Context and relevance
This study addresses a major gap: faithful human periportal tissue models that capture epithelial–stromal interactions, patient heterogeneity and disease-relevant responses. Existing systems either lack long-term adult hepatocyte expansion, three-dimensional bile canaliculi structure, stromal components or patient specificity. The assembloid platform enables mechanistic studies of portal biology, personalised toxicology and drug metabolism assays, and offers a tractable system for modelling cholestatic diseases (PSC, PBC) and fibrogenesis without immediate reliance on animal models.
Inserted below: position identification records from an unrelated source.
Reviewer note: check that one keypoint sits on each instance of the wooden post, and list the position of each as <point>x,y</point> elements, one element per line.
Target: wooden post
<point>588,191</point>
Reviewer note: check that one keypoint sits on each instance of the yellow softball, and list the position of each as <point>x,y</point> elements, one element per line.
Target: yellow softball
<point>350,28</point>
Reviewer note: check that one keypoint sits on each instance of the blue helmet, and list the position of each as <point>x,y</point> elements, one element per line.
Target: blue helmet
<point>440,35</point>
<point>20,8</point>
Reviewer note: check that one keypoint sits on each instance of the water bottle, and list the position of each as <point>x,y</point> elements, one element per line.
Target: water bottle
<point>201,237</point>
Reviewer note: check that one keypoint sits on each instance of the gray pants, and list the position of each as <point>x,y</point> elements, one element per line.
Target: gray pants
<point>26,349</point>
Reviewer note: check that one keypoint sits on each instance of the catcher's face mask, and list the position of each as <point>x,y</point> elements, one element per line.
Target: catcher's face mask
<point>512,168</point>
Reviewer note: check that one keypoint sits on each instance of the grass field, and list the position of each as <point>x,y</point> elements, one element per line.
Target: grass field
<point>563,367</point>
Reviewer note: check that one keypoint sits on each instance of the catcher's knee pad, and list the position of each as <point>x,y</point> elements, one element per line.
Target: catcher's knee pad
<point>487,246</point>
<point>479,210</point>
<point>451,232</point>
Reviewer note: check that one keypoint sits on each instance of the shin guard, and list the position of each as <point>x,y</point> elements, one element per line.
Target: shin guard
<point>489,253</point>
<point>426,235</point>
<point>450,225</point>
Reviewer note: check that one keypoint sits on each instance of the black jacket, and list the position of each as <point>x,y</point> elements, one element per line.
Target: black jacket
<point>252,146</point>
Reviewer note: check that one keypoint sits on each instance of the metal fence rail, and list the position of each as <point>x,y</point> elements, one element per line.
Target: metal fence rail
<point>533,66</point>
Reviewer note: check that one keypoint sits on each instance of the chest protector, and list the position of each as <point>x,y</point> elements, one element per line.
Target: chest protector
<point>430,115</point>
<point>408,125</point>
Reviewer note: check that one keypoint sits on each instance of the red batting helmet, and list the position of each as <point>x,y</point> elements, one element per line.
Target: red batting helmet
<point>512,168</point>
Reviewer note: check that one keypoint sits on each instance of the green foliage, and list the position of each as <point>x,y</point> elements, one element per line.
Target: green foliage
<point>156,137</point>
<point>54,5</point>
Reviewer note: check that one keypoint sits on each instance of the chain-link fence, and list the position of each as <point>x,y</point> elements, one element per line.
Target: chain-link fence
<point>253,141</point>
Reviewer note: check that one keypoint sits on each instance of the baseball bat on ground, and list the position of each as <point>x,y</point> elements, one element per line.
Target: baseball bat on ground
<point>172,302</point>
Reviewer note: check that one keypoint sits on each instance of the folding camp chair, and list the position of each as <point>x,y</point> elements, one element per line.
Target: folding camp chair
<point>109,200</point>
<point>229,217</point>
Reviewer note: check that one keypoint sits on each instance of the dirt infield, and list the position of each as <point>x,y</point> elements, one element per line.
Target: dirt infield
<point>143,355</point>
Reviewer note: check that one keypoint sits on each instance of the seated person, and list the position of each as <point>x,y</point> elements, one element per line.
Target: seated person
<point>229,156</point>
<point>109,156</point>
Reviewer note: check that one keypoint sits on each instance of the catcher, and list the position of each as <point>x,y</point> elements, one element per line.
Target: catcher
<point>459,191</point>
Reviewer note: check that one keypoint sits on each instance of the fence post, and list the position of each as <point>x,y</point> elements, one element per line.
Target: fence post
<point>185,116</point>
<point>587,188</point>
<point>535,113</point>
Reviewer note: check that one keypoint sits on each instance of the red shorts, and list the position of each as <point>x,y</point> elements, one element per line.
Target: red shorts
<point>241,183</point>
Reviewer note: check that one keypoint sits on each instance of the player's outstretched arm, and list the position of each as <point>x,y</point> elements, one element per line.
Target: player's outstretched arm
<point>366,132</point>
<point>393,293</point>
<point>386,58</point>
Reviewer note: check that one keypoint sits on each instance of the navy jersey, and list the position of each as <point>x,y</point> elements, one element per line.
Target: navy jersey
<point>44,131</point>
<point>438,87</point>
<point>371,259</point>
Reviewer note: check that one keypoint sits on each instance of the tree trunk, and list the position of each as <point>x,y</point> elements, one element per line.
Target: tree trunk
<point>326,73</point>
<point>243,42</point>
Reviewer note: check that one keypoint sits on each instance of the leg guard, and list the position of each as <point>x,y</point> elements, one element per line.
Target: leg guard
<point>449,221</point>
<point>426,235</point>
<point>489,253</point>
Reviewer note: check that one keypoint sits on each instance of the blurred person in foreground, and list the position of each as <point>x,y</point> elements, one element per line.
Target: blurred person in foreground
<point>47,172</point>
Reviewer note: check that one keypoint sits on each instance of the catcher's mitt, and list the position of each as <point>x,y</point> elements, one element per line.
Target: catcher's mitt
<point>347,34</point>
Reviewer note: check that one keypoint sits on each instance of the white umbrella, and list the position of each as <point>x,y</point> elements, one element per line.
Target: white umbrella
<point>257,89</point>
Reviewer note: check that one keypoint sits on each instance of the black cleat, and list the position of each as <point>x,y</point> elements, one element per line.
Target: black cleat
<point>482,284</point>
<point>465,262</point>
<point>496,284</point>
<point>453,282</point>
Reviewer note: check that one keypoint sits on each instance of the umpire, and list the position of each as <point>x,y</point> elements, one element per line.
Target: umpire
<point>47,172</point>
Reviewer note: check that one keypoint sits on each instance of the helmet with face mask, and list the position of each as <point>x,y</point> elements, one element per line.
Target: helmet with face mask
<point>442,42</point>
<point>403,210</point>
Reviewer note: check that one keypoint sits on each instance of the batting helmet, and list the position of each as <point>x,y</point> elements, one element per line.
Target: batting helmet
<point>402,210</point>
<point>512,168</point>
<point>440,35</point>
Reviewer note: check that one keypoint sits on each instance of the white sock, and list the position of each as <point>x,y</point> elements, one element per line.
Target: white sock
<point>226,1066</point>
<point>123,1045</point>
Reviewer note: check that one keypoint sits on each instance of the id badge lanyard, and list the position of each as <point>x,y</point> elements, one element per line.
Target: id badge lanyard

For translational research, the living biobank and engraftment data hint at future uses in precision medicine and cell therapy development—though incorporation of vasculature and immune components will be needed to model all periportal triad aspects.
Why should I read this?
Because if you work on liver biology, drug metabolism, cholangiopathies or organoid-based disease modelling, this paper saves you months of bootstrapping. It shows a reliable recipe for growing adult human hepatocyte organoids, how to slot in cholangiocytes and portal fibroblasts to get periportal architecture, and gives a ready-made platform for testing fibrosis cues or drug metabolism with patient-specific readouts. In short: they did the hard work so you don’t have to — and the assembloids actually behave like human periportal tissue.
Author style
Punchy: the team demonstrate a clear step-change — from non-expanding hepatocyte preps to a robust, patient-derived organoid and assembloid platform that recapitulates periportal structure and function. This is highly relevant to anyone aiming to model human liver disease, toxicity or personalise drug testing: the methods and biobank materially advance what can be modelled in vitro.